Les chantiers routiers se sont donc succédé et se poursuivent. Le plus important, celui de l’autoroute Bamako-Ségou (227 km), est financé par l’État chinois et la Banque ouest-africaine de développement (182 milliards de F CFA). Lancés en octobre 2010, les travaux sont réalisés par la Société nationale chinoise des travaux de ponts et chaussées.
Préférence internationale
Du côté des infrastructures aéroportuaires, l’entreprise chinoise Chercec est chargée de l’extension de l’aéroport international de Kayes (10 milliards de F CFA), tandis que la modernisation de l’aéroport international de Bamako-Sénou (21 milliards de F CFA), financée par les États-Unis via la Millennium Challenge Corporation, a été confiée au groupement d’entreprises internationales Razel (Allemagne) et Sogea-Satom (France).
Le constat est similaire concernant la réalisation des complexes hydroélectriques. Après celui de Félou (120 milliards de F CFA), près de Kayes, réalisé par Sino Hydro Corporation (constructeur du mythique barrage des Trois-Gorges, en Chine), le chantier du barrage de Taoussa (142 milliards de F CFA), entre Tombouctou et Gao, a été confié à la China Gezhouba Group Company (CGGC). Et c’est la China Geo-Engineering Corporation (CGC) qui livrera d’ici à trois ans celui de Djenné (19,4 milliards de F CFA, en partie financé par la Banque africaine de développement), dont le chantier a débuté mi-septembre.

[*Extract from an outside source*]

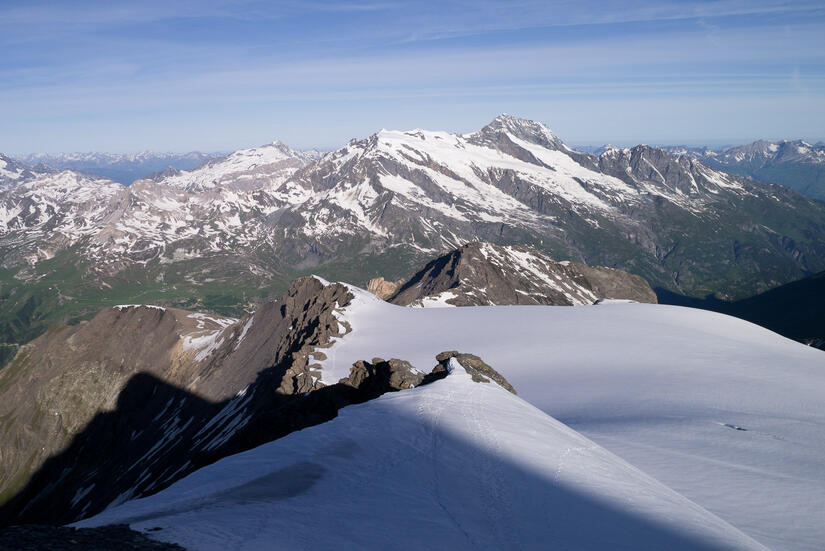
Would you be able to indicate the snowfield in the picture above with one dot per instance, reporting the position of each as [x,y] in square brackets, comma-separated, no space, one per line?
[719,424]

Le Palais des sports de la capitale est réalisé par la multinationale China Overseas Engineering Company, la Covec. (© E.D.B. pour J.A.)

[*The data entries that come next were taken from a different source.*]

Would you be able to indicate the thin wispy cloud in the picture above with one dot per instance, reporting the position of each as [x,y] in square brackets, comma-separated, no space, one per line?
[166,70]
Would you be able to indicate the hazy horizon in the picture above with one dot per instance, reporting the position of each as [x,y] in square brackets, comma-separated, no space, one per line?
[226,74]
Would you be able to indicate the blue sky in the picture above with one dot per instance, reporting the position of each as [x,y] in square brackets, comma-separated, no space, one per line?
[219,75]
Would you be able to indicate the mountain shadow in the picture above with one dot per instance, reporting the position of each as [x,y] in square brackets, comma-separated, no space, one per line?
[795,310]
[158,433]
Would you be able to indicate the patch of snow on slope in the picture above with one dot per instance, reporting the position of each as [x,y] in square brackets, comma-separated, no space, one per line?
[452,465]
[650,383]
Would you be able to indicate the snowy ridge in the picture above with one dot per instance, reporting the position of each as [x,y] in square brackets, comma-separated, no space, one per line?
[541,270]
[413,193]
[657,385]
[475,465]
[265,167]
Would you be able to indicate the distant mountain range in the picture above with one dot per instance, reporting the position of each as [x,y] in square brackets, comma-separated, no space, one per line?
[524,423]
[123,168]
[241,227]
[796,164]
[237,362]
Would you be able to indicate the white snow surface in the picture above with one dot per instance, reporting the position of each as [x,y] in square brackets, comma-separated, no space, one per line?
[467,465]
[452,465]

Autre exemple : le Palais des sports de Bamako (9 milliards de F CFA), en cours de construction, est réalisé par la multinationale China Overseas Engineering Group Company (Covec). Rien d’étonnant à ce que nombre d’entrepreneurs maliens soient amers au regard de la longue liste de grands travaux exécutés par des firmes étrangères, dont l’expérience, les références et les ressources en trésorerie vont bien au-delà de leurs capacités.
Frilosité
« Il nous est impossible d’entrer en concurrence avec des multinationales européennes ou des entreprises chinoises qui, elles, sont soutenues par leurs banques et leur gouvernement, déplore Ibrahim Sako, directeur d’Entreprise Sud Services et vice-président de l’Organisation patronale des entrepreneurs de la construction du Mali (Opecom). Ici, les banques sont frileuses : elles ont peur de faire des prêts aux entreprises, sachant qu’elles mettront du temps à les recouvrer en raison des délais de paiement de l’État, qui sont souvent très longs. »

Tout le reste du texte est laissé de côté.